The One Who redeems what the enemy has stolen will turn my mourning to dancing.  

cup of blessing

This cup will not always overflow with sorrow.  Around the banquet table at the wedding supper of the Lamb, it will once again be full of joy.

You make me know the path of life; in your presence is unbounded joy, in your right hand eternal delight.

Psalm 16:11 CJB

 

 

The Absence of His Presence is Everywhere

Something I’ve been learning in this grief journey is that loss is an ongoing event.

It’s not confined to the moment of death, the funeral, the burial or even the boxing up of belongings.  

I suffer loss every time there is a moment when Dominic would have been present, should have been present and isn’t here.

It happens when I need to ask him a question, get his opinion, long for his help or just want to hear his voice.   

It happens when I look at myself in the mirror and realize that the living mirror that was Dominic is gone.

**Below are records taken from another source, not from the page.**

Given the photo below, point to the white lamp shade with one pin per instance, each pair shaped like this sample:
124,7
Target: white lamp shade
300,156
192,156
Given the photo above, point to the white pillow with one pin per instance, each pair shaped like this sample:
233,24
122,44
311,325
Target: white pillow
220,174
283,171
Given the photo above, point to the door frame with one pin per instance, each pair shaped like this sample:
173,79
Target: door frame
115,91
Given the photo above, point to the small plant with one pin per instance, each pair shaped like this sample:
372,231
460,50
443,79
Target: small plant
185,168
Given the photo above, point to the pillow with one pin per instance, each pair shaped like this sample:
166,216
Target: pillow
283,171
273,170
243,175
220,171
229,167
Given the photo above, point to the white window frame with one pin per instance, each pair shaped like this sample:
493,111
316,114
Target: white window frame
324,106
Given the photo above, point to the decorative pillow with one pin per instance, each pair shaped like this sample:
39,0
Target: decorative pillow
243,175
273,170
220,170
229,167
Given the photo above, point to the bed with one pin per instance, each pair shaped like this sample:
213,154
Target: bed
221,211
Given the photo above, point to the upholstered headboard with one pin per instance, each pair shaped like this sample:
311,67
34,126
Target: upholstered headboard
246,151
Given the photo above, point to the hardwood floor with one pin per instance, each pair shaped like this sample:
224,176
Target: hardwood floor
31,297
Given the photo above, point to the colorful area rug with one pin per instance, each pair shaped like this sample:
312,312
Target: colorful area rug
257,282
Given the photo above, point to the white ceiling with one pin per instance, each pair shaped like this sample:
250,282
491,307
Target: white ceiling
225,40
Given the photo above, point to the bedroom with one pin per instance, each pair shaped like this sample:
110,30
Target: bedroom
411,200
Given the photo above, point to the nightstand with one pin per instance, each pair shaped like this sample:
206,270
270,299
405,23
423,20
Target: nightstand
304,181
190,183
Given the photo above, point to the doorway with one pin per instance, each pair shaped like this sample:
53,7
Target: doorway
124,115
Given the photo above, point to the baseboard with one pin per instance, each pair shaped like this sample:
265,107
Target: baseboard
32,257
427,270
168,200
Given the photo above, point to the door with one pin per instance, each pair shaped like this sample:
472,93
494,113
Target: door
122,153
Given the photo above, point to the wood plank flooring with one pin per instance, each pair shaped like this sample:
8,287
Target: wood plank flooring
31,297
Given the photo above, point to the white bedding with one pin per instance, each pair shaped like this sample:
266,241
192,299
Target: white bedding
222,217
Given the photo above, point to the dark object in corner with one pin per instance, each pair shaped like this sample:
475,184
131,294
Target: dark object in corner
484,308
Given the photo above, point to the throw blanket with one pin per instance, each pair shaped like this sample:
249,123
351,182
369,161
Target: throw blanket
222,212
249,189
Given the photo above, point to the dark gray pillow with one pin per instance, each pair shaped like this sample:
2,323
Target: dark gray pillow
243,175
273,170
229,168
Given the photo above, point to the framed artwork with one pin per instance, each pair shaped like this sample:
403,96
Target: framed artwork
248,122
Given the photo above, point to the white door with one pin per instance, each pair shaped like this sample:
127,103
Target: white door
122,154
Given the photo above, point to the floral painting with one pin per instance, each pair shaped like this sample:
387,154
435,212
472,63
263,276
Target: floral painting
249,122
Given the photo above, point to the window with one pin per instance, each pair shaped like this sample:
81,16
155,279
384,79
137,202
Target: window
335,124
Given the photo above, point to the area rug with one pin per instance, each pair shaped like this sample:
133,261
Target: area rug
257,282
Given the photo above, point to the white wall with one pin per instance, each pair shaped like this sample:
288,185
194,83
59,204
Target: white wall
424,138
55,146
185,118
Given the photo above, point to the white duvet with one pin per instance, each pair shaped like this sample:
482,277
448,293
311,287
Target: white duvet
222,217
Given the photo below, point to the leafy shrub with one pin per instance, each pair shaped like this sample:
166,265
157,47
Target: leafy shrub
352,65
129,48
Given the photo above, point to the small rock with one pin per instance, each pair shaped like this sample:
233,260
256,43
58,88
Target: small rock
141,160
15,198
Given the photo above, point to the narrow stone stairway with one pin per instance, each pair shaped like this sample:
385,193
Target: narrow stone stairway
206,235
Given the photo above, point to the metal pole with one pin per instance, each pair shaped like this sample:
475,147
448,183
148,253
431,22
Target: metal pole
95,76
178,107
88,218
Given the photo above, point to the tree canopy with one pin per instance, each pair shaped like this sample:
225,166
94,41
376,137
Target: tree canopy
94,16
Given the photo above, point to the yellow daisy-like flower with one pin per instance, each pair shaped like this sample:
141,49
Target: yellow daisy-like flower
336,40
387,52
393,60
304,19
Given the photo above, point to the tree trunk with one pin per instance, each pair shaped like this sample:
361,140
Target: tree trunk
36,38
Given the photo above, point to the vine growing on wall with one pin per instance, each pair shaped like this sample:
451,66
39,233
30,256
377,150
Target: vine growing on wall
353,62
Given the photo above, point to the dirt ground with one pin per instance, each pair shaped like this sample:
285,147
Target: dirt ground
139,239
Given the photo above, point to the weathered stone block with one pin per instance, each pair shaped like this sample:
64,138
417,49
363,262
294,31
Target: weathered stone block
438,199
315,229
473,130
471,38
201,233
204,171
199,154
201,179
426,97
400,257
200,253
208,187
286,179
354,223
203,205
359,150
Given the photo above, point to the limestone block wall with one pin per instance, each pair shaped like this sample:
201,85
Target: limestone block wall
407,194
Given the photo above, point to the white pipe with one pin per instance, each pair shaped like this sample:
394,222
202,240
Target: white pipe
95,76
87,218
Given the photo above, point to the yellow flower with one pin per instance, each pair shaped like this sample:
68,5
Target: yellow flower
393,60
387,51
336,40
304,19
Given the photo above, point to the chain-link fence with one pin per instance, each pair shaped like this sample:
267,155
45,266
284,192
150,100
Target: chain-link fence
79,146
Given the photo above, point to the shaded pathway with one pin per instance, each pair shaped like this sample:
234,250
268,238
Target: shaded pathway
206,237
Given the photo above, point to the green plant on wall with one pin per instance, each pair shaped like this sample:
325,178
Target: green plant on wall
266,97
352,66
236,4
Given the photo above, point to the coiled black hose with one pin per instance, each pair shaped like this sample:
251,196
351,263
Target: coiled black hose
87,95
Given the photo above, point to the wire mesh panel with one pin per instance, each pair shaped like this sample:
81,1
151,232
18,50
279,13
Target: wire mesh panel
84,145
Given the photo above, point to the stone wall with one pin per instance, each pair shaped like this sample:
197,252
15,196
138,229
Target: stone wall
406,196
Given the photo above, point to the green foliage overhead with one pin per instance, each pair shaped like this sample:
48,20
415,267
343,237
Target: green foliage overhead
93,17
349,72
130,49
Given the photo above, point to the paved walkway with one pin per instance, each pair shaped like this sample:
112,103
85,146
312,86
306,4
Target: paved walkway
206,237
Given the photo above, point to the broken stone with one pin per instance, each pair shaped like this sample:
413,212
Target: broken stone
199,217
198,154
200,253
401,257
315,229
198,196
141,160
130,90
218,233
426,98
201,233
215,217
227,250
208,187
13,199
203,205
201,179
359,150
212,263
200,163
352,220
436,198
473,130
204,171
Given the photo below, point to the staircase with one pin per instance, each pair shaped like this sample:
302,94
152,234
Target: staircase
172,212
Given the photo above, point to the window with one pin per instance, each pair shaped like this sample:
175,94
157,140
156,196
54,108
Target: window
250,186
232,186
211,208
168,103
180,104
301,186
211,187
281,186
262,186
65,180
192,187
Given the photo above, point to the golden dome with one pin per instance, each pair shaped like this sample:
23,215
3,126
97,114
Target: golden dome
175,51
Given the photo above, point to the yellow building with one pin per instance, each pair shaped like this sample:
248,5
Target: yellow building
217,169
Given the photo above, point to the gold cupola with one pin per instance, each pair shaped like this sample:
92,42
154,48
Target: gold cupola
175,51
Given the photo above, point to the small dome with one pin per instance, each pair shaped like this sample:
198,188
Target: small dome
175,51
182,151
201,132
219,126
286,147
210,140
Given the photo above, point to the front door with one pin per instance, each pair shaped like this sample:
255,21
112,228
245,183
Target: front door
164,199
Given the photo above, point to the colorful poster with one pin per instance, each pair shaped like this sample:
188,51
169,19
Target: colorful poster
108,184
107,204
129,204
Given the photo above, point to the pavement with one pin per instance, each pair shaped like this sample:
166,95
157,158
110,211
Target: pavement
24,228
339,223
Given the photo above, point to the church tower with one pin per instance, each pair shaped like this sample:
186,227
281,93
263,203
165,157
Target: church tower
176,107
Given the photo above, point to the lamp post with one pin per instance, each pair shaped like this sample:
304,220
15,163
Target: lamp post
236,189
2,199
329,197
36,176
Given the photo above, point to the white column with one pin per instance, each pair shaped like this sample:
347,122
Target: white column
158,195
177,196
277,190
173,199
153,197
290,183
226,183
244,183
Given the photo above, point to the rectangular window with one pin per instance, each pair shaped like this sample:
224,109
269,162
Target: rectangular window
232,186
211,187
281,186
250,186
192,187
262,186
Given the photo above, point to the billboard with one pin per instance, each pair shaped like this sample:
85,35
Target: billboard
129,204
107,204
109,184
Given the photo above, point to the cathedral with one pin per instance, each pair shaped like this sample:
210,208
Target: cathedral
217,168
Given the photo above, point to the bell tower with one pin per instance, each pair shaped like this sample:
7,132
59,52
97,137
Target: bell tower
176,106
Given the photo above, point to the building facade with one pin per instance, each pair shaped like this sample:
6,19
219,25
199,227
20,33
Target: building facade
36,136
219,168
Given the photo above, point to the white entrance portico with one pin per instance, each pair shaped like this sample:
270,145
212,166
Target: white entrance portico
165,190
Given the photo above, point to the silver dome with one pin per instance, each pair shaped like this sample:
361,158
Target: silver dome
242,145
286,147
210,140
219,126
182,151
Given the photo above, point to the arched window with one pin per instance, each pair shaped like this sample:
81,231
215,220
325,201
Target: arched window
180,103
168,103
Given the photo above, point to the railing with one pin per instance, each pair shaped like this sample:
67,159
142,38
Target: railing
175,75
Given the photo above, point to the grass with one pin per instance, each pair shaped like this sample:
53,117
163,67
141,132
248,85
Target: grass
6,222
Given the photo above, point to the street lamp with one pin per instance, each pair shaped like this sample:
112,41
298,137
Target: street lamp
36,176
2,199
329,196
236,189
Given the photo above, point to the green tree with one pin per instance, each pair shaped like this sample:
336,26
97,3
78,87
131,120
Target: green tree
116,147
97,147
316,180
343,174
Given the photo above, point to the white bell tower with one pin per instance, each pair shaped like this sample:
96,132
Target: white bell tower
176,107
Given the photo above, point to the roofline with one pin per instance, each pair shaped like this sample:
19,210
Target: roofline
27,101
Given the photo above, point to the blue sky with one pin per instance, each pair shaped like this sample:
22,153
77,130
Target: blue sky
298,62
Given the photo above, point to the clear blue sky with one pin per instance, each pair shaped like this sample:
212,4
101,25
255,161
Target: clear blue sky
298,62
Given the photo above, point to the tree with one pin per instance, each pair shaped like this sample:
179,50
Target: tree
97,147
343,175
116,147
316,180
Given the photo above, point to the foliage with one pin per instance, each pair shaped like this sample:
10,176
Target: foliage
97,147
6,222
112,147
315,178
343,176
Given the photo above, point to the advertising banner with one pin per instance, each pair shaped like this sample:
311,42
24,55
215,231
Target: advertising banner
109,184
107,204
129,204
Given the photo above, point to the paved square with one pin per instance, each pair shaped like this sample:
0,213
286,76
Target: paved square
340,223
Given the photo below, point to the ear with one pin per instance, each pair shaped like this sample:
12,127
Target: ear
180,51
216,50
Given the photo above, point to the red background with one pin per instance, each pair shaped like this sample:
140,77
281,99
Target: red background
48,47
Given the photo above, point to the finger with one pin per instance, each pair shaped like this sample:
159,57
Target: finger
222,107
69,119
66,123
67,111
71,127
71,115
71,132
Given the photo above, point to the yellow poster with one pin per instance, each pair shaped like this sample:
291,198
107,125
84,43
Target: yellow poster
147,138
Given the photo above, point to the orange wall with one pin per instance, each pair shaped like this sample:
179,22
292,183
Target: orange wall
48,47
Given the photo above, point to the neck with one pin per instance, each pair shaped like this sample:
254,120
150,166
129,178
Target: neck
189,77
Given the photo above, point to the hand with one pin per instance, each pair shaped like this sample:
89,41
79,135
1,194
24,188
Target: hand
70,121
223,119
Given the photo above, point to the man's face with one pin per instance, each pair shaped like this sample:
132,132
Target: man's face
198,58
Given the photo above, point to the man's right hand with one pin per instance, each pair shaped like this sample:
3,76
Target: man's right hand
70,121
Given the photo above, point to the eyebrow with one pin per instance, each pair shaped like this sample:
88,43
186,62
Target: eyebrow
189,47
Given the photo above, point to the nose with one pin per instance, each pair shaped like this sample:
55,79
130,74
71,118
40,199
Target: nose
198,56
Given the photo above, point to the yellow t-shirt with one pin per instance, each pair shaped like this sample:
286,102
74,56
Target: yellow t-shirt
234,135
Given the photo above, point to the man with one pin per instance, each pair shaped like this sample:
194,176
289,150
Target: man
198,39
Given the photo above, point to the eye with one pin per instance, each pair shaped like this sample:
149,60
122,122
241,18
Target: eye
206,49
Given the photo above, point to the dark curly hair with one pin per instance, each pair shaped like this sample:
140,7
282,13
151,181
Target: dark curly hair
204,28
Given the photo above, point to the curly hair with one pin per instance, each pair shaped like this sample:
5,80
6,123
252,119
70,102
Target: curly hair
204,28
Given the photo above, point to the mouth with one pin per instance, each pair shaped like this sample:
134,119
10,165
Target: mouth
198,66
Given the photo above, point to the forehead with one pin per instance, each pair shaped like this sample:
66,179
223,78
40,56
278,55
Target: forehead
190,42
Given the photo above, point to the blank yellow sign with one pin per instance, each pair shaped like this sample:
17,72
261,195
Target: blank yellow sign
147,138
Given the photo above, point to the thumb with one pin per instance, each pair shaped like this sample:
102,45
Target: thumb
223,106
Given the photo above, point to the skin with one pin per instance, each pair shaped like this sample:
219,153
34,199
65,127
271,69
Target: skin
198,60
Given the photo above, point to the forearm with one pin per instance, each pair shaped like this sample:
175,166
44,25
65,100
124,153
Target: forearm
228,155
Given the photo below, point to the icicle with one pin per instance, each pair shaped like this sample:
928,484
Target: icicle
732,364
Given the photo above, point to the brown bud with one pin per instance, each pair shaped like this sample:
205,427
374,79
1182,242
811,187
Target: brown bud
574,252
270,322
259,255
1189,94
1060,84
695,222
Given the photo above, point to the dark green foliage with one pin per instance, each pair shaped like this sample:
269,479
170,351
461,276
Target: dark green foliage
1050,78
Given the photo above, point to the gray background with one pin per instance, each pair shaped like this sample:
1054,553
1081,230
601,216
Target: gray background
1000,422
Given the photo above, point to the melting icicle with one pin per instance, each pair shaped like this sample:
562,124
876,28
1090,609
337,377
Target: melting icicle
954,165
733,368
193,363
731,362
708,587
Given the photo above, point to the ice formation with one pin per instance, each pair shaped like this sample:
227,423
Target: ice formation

There is so much more to his absence than just the hole in my heart.

I shared some of these feelings a few months ago:

A family isn’t just the sum of its parts.  It isn’t a simple equation that can be worked out on a chalkboard or around a dinner table-this person plus that person equals two persons.

A family is an organic mixture of personalities, relationships, strengths and weaknesses that exponentially influence one another. I always joked that our family was a ready-made committee.  Wherever we went we brought a fully staffed, action-ready army of six that spread out and triumphed over whatever challenge we faced.